11. In several judgments after ECIL's case, the Supreme Court has held that where the employee is not in a position to show as to how prejudice was caused to him on account of non-supply of the Inquiry report, the punishment imposed does not call for interference (S.K. Singh v. Central Bank of India 1997 (1) LLJ 537 (SC), Oriental Insurance Co., Ltd. v. S. Balakrishnan : (2001)IILLJ444SC ; NTC (WBAB & O) Ltd. v. Anjan. K. Saha : (2004)IIILLJ757SC .

12. It is only if prejudice is caused to an employee, on failure to furnish him a copy of the Enquiry report, that Courts/Tribunals would set aside the order of punishment, and not otherwise.

EXERCISE OF POWER OF JUDICIAL REVIEW UNDER ARTICLE 226 OF THE CONSTITUTION OF INDIA VIS-A-VIS POWER OF LABOUR COURTS/ TRIBUNALS UNDER THE INDUSTRIAL DISPUTES ACT:

13. The scope and extent of power conferred, on Industrial Tribunals/Labour Courts, under the Industrial Disputes Act, to interfere and set aside orders of punishment, in the context of the disciplinary authority's failure to furnish a copy of the enquiry report to the workman prior to imposition of punishment, did not fall for consideration in ECIL's case.

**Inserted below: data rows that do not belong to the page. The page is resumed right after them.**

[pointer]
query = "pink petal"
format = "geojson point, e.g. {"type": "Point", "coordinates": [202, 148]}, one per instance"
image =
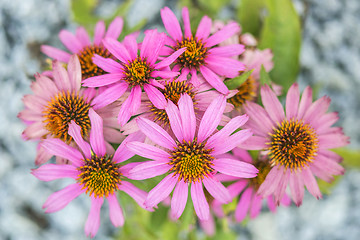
{"type": "Point", "coordinates": [115, 211]}
{"type": "Point", "coordinates": [83, 37]}
{"type": "Point", "coordinates": [211, 118]}
{"type": "Point", "coordinates": [179, 199]}
{"type": "Point", "coordinates": [130, 106]}
{"type": "Point", "coordinates": [225, 132]}
{"type": "Point", "coordinates": [235, 168]}
{"type": "Point", "coordinates": [201, 206]}
{"type": "Point", "coordinates": [155, 96]}
{"type": "Point", "coordinates": [187, 115]}
{"type": "Point", "coordinates": [70, 41]}
{"type": "Point", "coordinates": [108, 65]}
{"type": "Point", "coordinates": [75, 132]}
{"type": "Point", "coordinates": [99, 32]}
{"type": "Point", "coordinates": [161, 191]}
{"type": "Point", "coordinates": [171, 23]}
{"type": "Point", "coordinates": [170, 59]}
{"type": "Point", "coordinates": [55, 53]}
{"type": "Point", "coordinates": [223, 34]}
{"type": "Point", "coordinates": [216, 189]}
{"type": "Point", "coordinates": [255, 206]}
{"type": "Point", "coordinates": [156, 133]}
{"type": "Point", "coordinates": [117, 49]}
{"type": "Point", "coordinates": [122, 152]}
{"type": "Point", "coordinates": [50, 172]}
{"type": "Point", "coordinates": [305, 102]}
{"type": "Point", "coordinates": [297, 188]}
{"type": "Point", "coordinates": [272, 104]}
{"type": "Point", "coordinates": [292, 101]}
{"type": "Point", "coordinates": [175, 120]}
{"type": "Point", "coordinates": [149, 169]}
{"type": "Point", "coordinates": [204, 28]}
{"type": "Point", "coordinates": [310, 183]}
{"type": "Point", "coordinates": [231, 142]}
{"type": "Point", "coordinates": [243, 205]}
{"type": "Point", "coordinates": [138, 195]}
{"type": "Point", "coordinates": [74, 72]}
{"type": "Point", "coordinates": [97, 141]}
{"type": "Point", "coordinates": [227, 51]}
{"type": "Point", "coordinates": [58, 148]}
{"type": "Point", "coordinates": [110, 95]}
{"type": "Point", "coordinates": [93, 221]}
{"type": "Point", "coordinates": [214, 80]}
{"type": "Point", "coordinates": [58, 200]}
{"type": "Point", "coordinates": [148, 151]}
{"type": "Point", "coordinates": [115, 28]}
{"type": "Point", "coordinates": [186, 22]}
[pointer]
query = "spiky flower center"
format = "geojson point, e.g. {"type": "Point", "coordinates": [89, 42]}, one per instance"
{"type": "Point", "coordinates": [88, 68]}
{"type": "Point", "coordinates": [172, 91]}
{"type": "Point", "coordinates": [137, 72]}
{"type": "Point", "coordinates": [99, 176]}
{"type": "Point", "coordinates": [63, 108]}
{"type": "Point", "coordinates": [264, 168]}
{"type": "Point", "coordinates": [191, 161]}
{"type": "Point", "coordinates": [195, 53]}
{"type": "Point", "coordinates": [246, 92]}
{"type": "Point", "coordinates": [293, 144]}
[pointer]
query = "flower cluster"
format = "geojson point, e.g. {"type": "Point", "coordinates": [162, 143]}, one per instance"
{"type": "Point", "coordinates": [166, 99]}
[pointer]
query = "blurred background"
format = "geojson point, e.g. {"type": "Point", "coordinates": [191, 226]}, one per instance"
{"type": "Point", "coordinates": [329, 61]}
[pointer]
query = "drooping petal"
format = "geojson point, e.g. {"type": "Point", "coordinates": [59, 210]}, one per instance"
{"type": "Point", "coordinates": [97, 141]}
{"type": "Point", "coordinates": [161, 191]}
{"type": "Point", "coordinates": [272, 104]}
{"type": "Point", "coordinates": [93, 221]}
{"type": "Point", "coordinates": [50, 172]}
{"type": "Point", "coordinates": [179, 199]}
{"type": "Point", "coordinates": [187, 115]}
{"type": "Point", "coordinates": [201, 206]}
{"type": "Point", "coordinates": [216, 189]}
{"type": "Point", "coordinates": [58, 200]}
{"type": "Point", "coordinates": [75, 133]}
{"type": "Point", "coordinates": [156, 133]}
{"type": "Point", "coordinates": [235, 168]}
{"type": "Point", "coordinates": [171, 23]}
{"type": "Point", "coordinates": [58, 148]}
{"type": "Point", "coordinates": [115, 211]}
{"type": "Point", "coordinates": [211, 118]}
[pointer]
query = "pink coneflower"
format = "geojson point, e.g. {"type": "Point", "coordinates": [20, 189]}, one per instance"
{"type": "Point", "coordinates": [55, 103]}
{"type": "Point", "coordinates": [190, 158]}
{"type": "Point", "coordinates": [297, 143]}
{"type": "Point", "coordinates": [250, 202]}
{"type": "Point", "coordinates": [96, 172]}
{"type": "Point", "coordinates": [135, 71]}
{"type": "Point", "coordinates": [201, 96]}
{"type": "Point", "coordinates": [202, 55]}
{"type": "Point", "coordinates": [81, 45]}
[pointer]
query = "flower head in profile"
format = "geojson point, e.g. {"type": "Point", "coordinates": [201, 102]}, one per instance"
{"type": "Point", "coordinates": [136, 71]}
{"type": "Point", "coordinates": [81, 45]}
{"type": "Point", "coordinates": [296, 143]}
{"type": "Point", "coordinates": [96, 172]}
{"type": "Point", "coordinates": [58, 101]}
{"type": "Point", "coordinates": [190, 159]}
{"type": "Point", "coordinates": [202, 54]}
{"type": "Point", "coordinates": [250, 202]}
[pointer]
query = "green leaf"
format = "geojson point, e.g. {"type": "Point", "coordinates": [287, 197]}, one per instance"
{"type": "Point", "coordinates": [234, 83]}
{"type": "Point", "coordinates": [264, 76]}
{"type": "Point", "coordinates": [282, 33]}
{"type": "Point", "coordinates": [249, 15]}
{"type": "Point", "coordinates": [351, 157]}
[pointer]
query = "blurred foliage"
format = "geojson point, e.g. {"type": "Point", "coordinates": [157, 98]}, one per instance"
{"type": "Point", "coordinates": [282, 34]}
{"type": "Point", "coordinates": [84, 14]}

14. It is therefore necessary to examine the powers conferred on Industrial Tribunals/ Labour Courts under the provisions of the Industrial Disputes Act vis-a-vis exercise of power of judicial review by the High Court under Article 226 of the Constitution of India.

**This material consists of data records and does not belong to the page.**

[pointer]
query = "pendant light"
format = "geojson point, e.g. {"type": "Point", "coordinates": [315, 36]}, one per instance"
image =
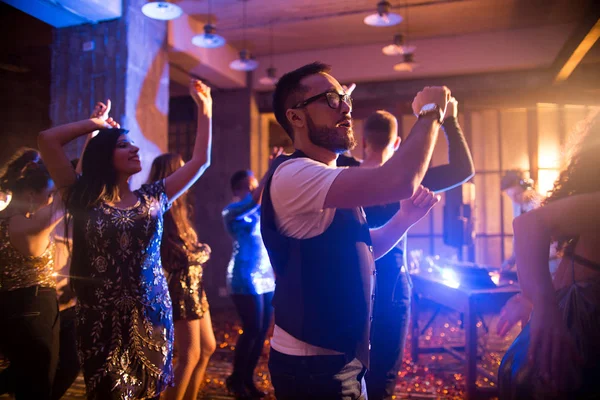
{"type": "Point", "coordinates": [161, 10]}
{"type": "Point", "coordinates": [245, 62]}
{"type": "Point", "coordinates": [383, 16]}
{"type": "Point", "coordinates": [209, 39]}
{"type": "Point", "coordinates": [271, 77]}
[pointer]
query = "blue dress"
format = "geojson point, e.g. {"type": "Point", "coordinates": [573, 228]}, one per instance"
{"type": "Point", "coordinates": [249, 271]}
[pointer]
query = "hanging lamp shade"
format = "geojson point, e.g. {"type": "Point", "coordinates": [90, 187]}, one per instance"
{"type": "Point", "coordinates": [398, 47]}
{"type": "Point", "coordinates": [270, 78]}
{"type": "Point", "coordinates": [383, 16]}
{"type": "Point", "coordinates": [209, 39]}
{"type": "Point", "coordinates": [244, 63]}
{"type": "Point", "coordinates": [408, 63]}
{"type": "Point", "coordinates": [161, 10]}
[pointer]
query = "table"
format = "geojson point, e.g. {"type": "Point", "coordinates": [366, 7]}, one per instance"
{"type": "Point", "coordinates": [470, 302]}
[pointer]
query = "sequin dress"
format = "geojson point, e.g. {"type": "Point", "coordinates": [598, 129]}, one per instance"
{"type": "Point", "coordinates": [249, 270]}
{"type": "Point", "coordinates": [18, 271]}
{"type": "Point", "coordinates": [186, 286]}
{"type": "Point", "coordinates": [124, 321]}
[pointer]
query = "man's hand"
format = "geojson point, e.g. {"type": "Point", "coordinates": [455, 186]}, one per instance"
{"type": "Point", "coordinates": [451, 108]}
{"type": "Point", "coordinates": [201, 95]}
{"type": "Point", "coordinates": [439, 95]}
{"type": "Point", "coordinates": [275, 152]}
{"type": "Point", "coordinates": [418, 205]}
{"type": "Point", "coordinates": [350, 88]}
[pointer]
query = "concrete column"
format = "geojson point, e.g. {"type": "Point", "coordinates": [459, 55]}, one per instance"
{"type": "Point", "coordinates": [124, 60]}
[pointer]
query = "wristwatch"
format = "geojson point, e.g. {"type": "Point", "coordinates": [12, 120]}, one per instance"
{"type": "Point", "coordinates": [434, 109]}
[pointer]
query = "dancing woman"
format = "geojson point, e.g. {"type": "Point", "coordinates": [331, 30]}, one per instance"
{"type": "Point", "coordinates": [125, 327]}
{"type": "Point", "coordinates": [556, 355]}
{"type": "Point", "coordinates": [250, 280]}
{"type": "Point", "coordinates": [28, 302]}
{"type": "Point", "coordinates": [182, 259]}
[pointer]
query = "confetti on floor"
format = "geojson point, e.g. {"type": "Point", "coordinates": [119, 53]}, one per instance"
{"type": "Point", "coordinates": [435, 376]}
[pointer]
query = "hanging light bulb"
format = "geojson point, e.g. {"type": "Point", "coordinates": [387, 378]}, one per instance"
{"type": "Point", "coordinates": [244, 63]}
{"type": "Point", "coordinates": [209, 39]}
{"type": "Point", "coordinates": [383, 16]}
{"type": "Point", "coordinates": [408, 63]}
{"type": "Point", "coordinates": [271, 78]}
{"type": "Point", "coordinates": [398, 47]}
{"type": "Point", "coordinates": [161, 10]}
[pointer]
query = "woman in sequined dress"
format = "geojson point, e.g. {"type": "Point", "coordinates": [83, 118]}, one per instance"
{"type": "Point", "coordinates": [28, 303]}
{"type": "Point", "coordinates": [182, 259]}
{"type": "Point", "coordinates": [556, 354]}
{"type": "Point", "coordinates": [250, 281]}
{"type": "Point", "coordinates": [124, 321]}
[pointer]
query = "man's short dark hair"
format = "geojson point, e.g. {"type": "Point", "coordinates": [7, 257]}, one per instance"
{"type": "Point", "coordinates": [380, 129]}
{"type": "Point", "coordinates": [289, 92]}
{"type": "Point", "coordinates": [238, 177]}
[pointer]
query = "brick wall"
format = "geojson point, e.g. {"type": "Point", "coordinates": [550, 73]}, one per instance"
{"type": "Point", "coordinates": [24, 79]}
{"type": "Point", "coordinates": [126, 63]}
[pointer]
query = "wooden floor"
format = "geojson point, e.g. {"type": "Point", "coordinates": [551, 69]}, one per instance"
{"type": "Point", "coordinates": [435, 376]}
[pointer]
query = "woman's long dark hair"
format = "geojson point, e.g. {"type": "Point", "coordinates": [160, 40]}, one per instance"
{"type": "Point", "coordinates": [582, 171]}
{"type": "Point", "coordinates": [97, 184]}
{"type": "Point", "coordinates": [178, 231]}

15. The jurisdiction of the High Court to issue a writ of Certiorari is a supervisory jurisdiction and the Court exercising it is not entitled to act as an appellate court. Finding of fact recorded by domestic Tribunals, as a result of appreciation of evidence, cannot be reopened or challenged on the ground of insufficiency or inadequacy of evidence. The adequacy or insufficiency of evidence led on a point and the inference of fact to be drawn therefrom is within the exclusive jurisdiction of domestic tribunals. Finding of fact, recorded by a domestic tribunal, can only be interfered with if it is shown that, in recording the said finding, the enquiry officer had erroneously refused to admit admissible and material evidence, or had erroneously admitted inadmissible evidence which has influenced the said finding. Similarly if a finding of fact is based on no evidence or is perverse it would be regarded as an error of law which could be corrected by a writ of Certiorari (Syed Yakoob v. K.S. Radhakrishnan : [1964]5SCR64 ). It is well settled that the High Court, in exercise of its powers of judicial review, is mainly concerned with the decision making process and not the decision itself. Judicial review essentially deals with the manner in which the decision is made and not review of the decision on merits as a court of appeal. Judicial review is not against the decision as such, but against the decision making process (APSRTC, PALASA Depot, Srikakulam v. Mudidina Krishnamoorth 2003 (1) LLJ 614 (APHC DB)). While examining the decision making process, High Courts are mainly concerned as to whether or not the decision taken is contrary to statutory provisions or in violation of principles of natural justice. Even in cases where the decision is found to be in violation of principles of justice, the said decision is set aside leaving it open to the authority concerned to comply with principles of natural justice and thereafter take a decision afresh. In Canara Bank v. Debasis Das : (2003)IILLJ531SC it was held:

Whenever the order is struck down as invalid being in violation of principles of natural justice, there is no final decision of the case and fresh proceedings are left open. All that is done is to vacate the order assailed by virtue of its inherent defect, but the proceedings are not terminated.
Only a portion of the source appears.